No, autoblogs do not always infringe on copyrights

It is incorrect to assume that all autoblogs infringe copyrights. Many of our customers get proper permissions to reprint content from other blogs or are using content that they already own or have paid for  the rights to use. Furthermore, it has long-been established that quoting a few sentences from an article is well within fair use. By default, AutoBlogged uses short excerpts and links to the original article. As mentioned, Gawker.com, HuffingtonPost.com, and Google News all do this without facing legal

Furthermore, we feel that we have gone out of our way to implement features to ensure that copyrights are respected and original authors are given credit. We have written a number of articles on this topic and we always encourage our customers to respect the work of others. Nevertheless, we cannot control how our customers use our software just as companies who make blank CD’s cannot control what those CD’s will hold. It is important to note that most of those blogs that are blatantly infringing copyrights are also infringing ours as the majority of them are using pirated copies of our software.

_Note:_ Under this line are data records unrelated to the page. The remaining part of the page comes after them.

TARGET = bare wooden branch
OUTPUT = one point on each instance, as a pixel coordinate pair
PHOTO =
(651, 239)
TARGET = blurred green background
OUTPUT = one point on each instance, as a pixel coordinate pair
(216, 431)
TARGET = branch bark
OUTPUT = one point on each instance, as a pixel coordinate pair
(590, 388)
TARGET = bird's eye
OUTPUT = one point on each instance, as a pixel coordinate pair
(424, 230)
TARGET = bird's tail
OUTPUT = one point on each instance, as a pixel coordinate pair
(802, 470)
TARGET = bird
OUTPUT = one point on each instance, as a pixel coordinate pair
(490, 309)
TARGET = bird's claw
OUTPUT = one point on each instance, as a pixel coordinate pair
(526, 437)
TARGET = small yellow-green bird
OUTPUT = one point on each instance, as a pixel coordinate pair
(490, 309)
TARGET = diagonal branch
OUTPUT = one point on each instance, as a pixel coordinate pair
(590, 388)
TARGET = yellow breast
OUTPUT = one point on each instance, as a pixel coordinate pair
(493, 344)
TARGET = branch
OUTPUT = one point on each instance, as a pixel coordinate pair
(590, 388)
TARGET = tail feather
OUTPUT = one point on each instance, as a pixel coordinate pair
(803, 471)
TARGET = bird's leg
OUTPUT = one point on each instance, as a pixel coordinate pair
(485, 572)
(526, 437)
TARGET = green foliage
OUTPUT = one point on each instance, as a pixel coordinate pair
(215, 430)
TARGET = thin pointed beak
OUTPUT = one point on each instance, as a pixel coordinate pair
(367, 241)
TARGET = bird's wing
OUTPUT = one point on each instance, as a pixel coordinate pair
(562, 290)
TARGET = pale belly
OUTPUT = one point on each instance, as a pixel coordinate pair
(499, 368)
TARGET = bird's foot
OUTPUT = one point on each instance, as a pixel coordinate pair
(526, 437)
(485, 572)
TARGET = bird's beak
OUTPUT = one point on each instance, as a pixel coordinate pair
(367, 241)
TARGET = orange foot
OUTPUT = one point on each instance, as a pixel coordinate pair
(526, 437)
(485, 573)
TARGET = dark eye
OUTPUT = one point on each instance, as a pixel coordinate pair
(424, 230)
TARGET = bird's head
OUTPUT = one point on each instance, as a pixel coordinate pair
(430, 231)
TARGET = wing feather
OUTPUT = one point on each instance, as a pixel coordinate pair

It was completely unfair for to label autoblogs as spammy and that they infringe copyrights so discussions of these plugins are not welcomed in the WordPress forums. While we are happy to support our customers, it is wrong to shut these people out and prevent them from getting community support at wordpress.org. While AutoBlogged is a paid plugin, like the many autoblogging plugins in the WordPress directory, it is GPL and we feel we should be able to participate in the community without having to worry about rogue moderators who close comments based on biased and opinionated generalizations.

AutoBlogged is a legitimate and professional content curation and aggregation tool that is well-recognized for it’s ability to seek out and automate the posting of  targeted content. We have implemented features to easily allow sites to opt-out, it respects robot meta tags and have even implemented new tags to specifically block autobloggers, it gives credit to the original authors, and uses the syndication-source meta tag to let Google know where the content originated. Yes it is powerful and like most things has the potential for abuse, but to categorically deny our users access to wordpress.org forums based on what some people do with our software is just wrong.